These vegan BBQ tofu summer nachos with pineapple salsa are destined to transform your nacho-loving ways. Move over standard nacho toppings and make way for these fresh, vibrant, summer flavors. Crispy, salty tortilla chips are drizzled with smoky chipotle cashew queso and topped with BBQ tofu, pineapple salsa, avocado, cabbage, and scallions.
This post is sponsored by Nasoya. Thanks for supporting the brands that support Blissful Basil!
As I sit here writing this, it’s 95 degrees outside and about as humid as a steam shower.
My youngest brother is here watching Sloane and his glasses literally steamed up as he traversed the boundary between crisp air conditioned climate and jungle-like swamp.
There’s no arguing the fact that we’re in the thick of the midwest summer heat. For the most part, it’s making me crave solely veggies. Things like salads as big as my head with garden-fresh tomatoes, crisp mini cucumbers, and bell peppers with a squeeze of fresh lemon juice and a light drizzle of sesame oil. Super simple, super refreshing.
My inattentive palate can only survive on simple salads for so long before becoming, well… inattentive.
Late last week, that persistent salad obsession of mine morphed into a craving for something, still fresh, but more complex. Something with a kick of protein. A salty crunch. A cheesy drizzle. A juicy sweetness. And lots of color.
From that craving state of mind emerged the idea for this colorful summer tortilla-topping combo:
Is that a rainbow or is that a rainbow? 🌈
These nachos expertly satisfy both those heat-induced cravings for fresh fruits + veggies and that innate desire for more complex flavors and satiating protein.

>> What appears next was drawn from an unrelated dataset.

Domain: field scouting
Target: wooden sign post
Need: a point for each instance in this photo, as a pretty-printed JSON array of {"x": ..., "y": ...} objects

Nasoya’s Organic Super Firm Tofu is the protein star of this BBQ nacho show.
It’s pre-pressed, which means it saves you 20 to 30 minutes of tofu-pressing downtime. Win.
Its firmness means it holds up well in lengthier and higher-heat cooking methods, including on the grill and in saucy simmers like this one. Win.
It’s very high in protein with each serving containing a whopping 15 grams of plant-powered protein. Win.
In this recipe, the tofu is cut into small cubes, sautéed in a blend of barbecue-inspired spices, and then simmered in your favorite barbecue sauce. It’s the perfect protein-packed topping for these fun summer nachos.
Plus, the method is easy, straight-forward, and fairly hands-off. Which means that while the tofu cooks, you can prepare the other nacho toppings.
You’ll make a simple pineapple salsa by stirring together diced fresh pineapple, red onion, cilantro, red bell pepper, a splash of apple cider vinegar, and sea salt.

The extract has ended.